During the Republican primary, Portland business leaders asked statewide
business types to back their downtown candidate: fiscally conservative,
socially liberal Ron Saxton. Rural leaders agreed that Saxton’s
candidacy made sense and paid for more than two-thirds of Saxton’s
campaign. Across the state, conservative business leaders made great strides
toward ending the dysfunction of the Oregon Republican party. Post-primary,
these statewide backers were as disappointed in Saxton’s loss as
Portland’s business leaders. Still, realizing the urgency for an
economic attitude change, statewide leaders quickly backed the winner,
conservative Mannix, and asked Portland Republicans to do the same. Answer
from Portland: Sorry, the one-way street runs downtown only.
So, after the general election, a deeper, more serious resentment smolders
due to the timidity of the Portland business community, particularly the
Republican business leaders who broke ranks to go with winner and Governor-elect
Ted Kulongoski. After the election more than one Republican downtown business
leader whispered that the election didn’t turn out so bad. After
all, they say, “We know Ted’s people, we know Neil (Goldschmidt),
we can work with Tom Imeson, we can work with Randy Leonard.”

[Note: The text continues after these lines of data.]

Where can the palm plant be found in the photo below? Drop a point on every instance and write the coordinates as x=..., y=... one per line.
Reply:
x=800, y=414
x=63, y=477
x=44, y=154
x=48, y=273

There was more to their timidity than just the abortion issue (though
that can be so embarrassing at corporate cocktail parties). For “the
downtown crowd,” the West Hills set, this time their vote showed
their outright fear of change (as represented by the Mannix campaign)
and their zealotry in clinging to small town power. At almost any price.
Small town?and perhaps destined to stay that way. The Portland power crowd
voted to remain mediocre, even in the face of economic contraction, rather
than risk the effort required to reinvigorate the state economically.
They have their piece of the pie; why risk the power shift that might
result from a new competitive attitude? Maybe that’s why Portland
is so very far away from being world class, and maybe that’s why
the rest of Oregon deserves to be, and is, disgusted.
What do they say about a fat cat in power? They are risk averse. What
do they say about being a winner? Ya gotta wanna.
Which brings us to the winner of the election, Ted Kulongoski. In May
when we endorsed him for the Democratic primary we wrote that he had a
“common sense approach”
...and
a “first class personality.” In October, when we endorsed
Mannix over Kulongoski, we wrote “Kulongoski believes, and he does
so passionately, that he can make the state work better by being a better
facilitator, a better conciliator than Kitzhaber.” We closed our
endorsement by saying that if “Ted Kulongoski wins...we wish him
the best for his approach to change through negotiated compromise.”
We meant it then and we mean it now.
But Kulongoski (and all of Oregon) may be in for some bitter disappointments
if he thinks that Portland and Multnomah County actually supported his
vision for the state. What they really supported was the status quo. And
with the wrenching changes required ahead, Oregon’s governor-elect
now faces the monumental task of building a winning spirit among his supporters,
whose primary goal was resisting change. We think Kulongoski may have
better luck with his critics. At least they wanna.